2018 began without particular news from the point of view of economic indicators.

A climate of moderate optimism is maintained in view of the October 2018 presidential elections.

The Temer government continues to work for the approval of the (mini) pension reform, which should be voted in Parliament starting from the end of February. However, the necessary quorum of 308 votes in favor of the Chamber of Deputies is still far off.

Brazilian international reserves rose to US $ 382.2 billion and the “Brazil risk” index fell to 154 points, after reaching 370 points at the height of the crisis in 2015. This is a level of risk compatible with the “investment grade” attributed by the major international rating agencies (S & P, Moody’s, Fitch), but it will be necessary to wait for the presidential elections and the establishment of a government that continues its efforts to rebalance the public finances.

The trade balance recorded a positive result of US $ 67 billion in 2017, the best of the last 30 years: the lion’s share has obviously made the export of raw materials, among which stand soy, iron and oil .

It should be noted that the appeal process against former President Lula, sentenced in first instance to 9 and a half years in prison for the case of the purchase of the triplex apartment in Guaruja’, will begin on January 24th.
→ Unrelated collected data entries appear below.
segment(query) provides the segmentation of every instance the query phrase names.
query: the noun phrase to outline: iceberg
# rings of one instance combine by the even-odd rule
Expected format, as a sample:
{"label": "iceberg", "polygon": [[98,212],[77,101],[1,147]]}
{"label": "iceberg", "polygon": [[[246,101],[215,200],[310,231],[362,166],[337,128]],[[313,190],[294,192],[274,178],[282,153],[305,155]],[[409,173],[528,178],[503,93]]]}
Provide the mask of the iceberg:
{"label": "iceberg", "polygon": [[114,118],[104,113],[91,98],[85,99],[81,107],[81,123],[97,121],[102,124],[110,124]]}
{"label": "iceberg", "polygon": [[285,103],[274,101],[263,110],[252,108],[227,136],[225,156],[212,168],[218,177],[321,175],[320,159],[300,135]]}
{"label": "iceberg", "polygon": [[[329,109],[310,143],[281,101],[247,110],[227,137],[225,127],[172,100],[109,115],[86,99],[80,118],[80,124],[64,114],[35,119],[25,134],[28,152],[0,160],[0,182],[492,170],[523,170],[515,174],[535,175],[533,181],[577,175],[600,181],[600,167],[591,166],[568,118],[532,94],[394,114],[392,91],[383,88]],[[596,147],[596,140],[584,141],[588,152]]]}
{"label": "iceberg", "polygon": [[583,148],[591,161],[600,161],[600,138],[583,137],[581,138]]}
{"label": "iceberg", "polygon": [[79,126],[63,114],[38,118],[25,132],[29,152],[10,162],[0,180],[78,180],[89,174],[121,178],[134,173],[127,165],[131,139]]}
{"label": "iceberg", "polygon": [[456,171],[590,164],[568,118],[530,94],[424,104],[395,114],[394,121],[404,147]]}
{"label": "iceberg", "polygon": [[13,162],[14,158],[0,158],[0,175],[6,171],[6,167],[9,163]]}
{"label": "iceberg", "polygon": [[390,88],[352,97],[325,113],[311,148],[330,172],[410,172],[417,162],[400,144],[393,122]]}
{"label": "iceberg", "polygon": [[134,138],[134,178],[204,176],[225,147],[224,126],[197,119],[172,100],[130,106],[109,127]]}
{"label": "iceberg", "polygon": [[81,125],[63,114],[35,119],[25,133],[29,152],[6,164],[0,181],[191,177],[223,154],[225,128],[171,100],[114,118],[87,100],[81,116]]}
In case of confirmation of the sentence, Lula will not be able to run for the presidential elections.

Let’s see some updated data:

GDP (Value added at market prices)

2012 2013 2014 2015 2016 2017 2018
GDP – real growth (%) 1,8% 2,7% 0,1% -3,9% -3,5% 1,01% 2,69%


2017 closed with a 1% growth, not exceptional considering the performance of other emerging countries but better than the forecasts made at the beginning of the year. And above all, it marked the end of the worst recession in Brazilian history.

For 2018, the forecast is a growth of 2.69%.


Inflation and real/dollar exchange 

2012 2013 2014 2015 2016 2017 2018
IPCA (IBGE – %) 5,80% 5,90% 6,40% 10,67% 6,29% 2,95% 3,95%

Inflation 2017 at 2.95%, below the minimum threshold defined by the Banco Central range (between 3 and 6%).

For 2018 a slight increase is expected, considered physiological also due to GDP growth, which should create some tension on prices and wages.

  2012 2013 2014 2015 2016 2017 2018
Exchange rate R$/US$ (end of the period) 2,04 2,34 2,66 3,90 3,25 3,25 3,32

The real / dollar exchange rate forecasts are also stable, today at 3.25.

The euro is today quoted at around 3.90 reais, a reflection of the dolling of the dollare in the first days of 2018.


Interest rate

2012 2013 2014 2015 2016 2017 2018
Nominal Interest rate (end of the períod) 7,30% 10,00% 11,80% 14,87% 13,75% 7,00% 6,75%
Real interest (deflactor: IPCA) 2,50% 2,10% 4,20% 2,60% 6,91% 4,05% 2,80%

There is a lot of expectation for the next COPOM meeting, to understand if the SELIC declines cycle has really ended or if Banco Central believes there is room for further reduction.

The market seems to believe that a Selic around 2018 can guarantee GDP growth without triggering tensions on inflation.


The Brazilian stock market (Bovespa)

Start of year crackling for the Bovespa, which has exceeded the historical maximum, approaching the quota never reached before: 80 thousand points.

Instead in recent days there have been sells that have reported the index below 79 thousand points.

To foster growth, the climate of optimism on the international markets.